PG&E mandates annual compliance and ethics training for all employees, and requires that management employees annually certify that they have read, understand and will comply with our Employee Code of Conduct (union-represented employees receive electronic reminders or briefings from supervisors about the code).

In 2013, more than 99 percent of employees completed our annual compliance and ethics training, which is typically conducted in small groups to stimulate discussion and share experiences. (Each year, and for a variety of reasons, a statistically small number of PG&E’s employees are unable to attend a training session.) Supervisors also led conduct-related briefings with their work groups throughout the year.

Compliance and Conduct Training

We also continued to operate our Compliance and Ethics Helpline for employees. The volume of Helpline calls we received in 2013 was roughly 2.24 calls per 100 employees, falling within the normal range of 0.2 to 7.6 calls per 100 employees according to a benchmark report prepared by NAVEX Global. While we saw a call volume similar to prior years, we saw a 28 percent increase in calls requesting guidance. This indicates that more employees are turning to the Helpline for advice before taking actions that might be in conflict with PG&E’s policies and procedures or the law.
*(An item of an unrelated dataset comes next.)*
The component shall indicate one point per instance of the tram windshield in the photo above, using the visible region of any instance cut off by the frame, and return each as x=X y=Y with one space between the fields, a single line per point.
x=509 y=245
All-Employee Meeting with the Chairman’s Ethics Council

The Chairman’s Ethics Council is designed to help raise and address issues relating to business ethics and conduct at PG&E. According to leaders in the ethics field, the concept of inviting all employees to participate in a “real-time” ethics discussion is rare. In 2013, we doubled participation at the Council’s annual open meeting, indicating a high level of engagement with compliance and ethics issues among employees.

Looking Ahead

As we strengthen and refine our approach to risk and compliance management, we remain committed to operational excellence based on ethical and compliant work. We will drive continuous improvement by:

  • Further driving risk management into our operations;
  • Improving analytical rigor associated with the assessment and monitoring of risk within each business area;
  • Creating a strengthened governance process to oversee risk management activities and progress; and
  • Incorporating risk more fully into PG&E’s annual strategic planning process and future General Rate Case filings.

We are also increasing our communication efforts, including highlighting stories that show employees making the right decisions and finding new ways to promote the right behaviors. We will also pursue specific opportunities for continuous improvement, such as how we investigate allegations of compliance breaches.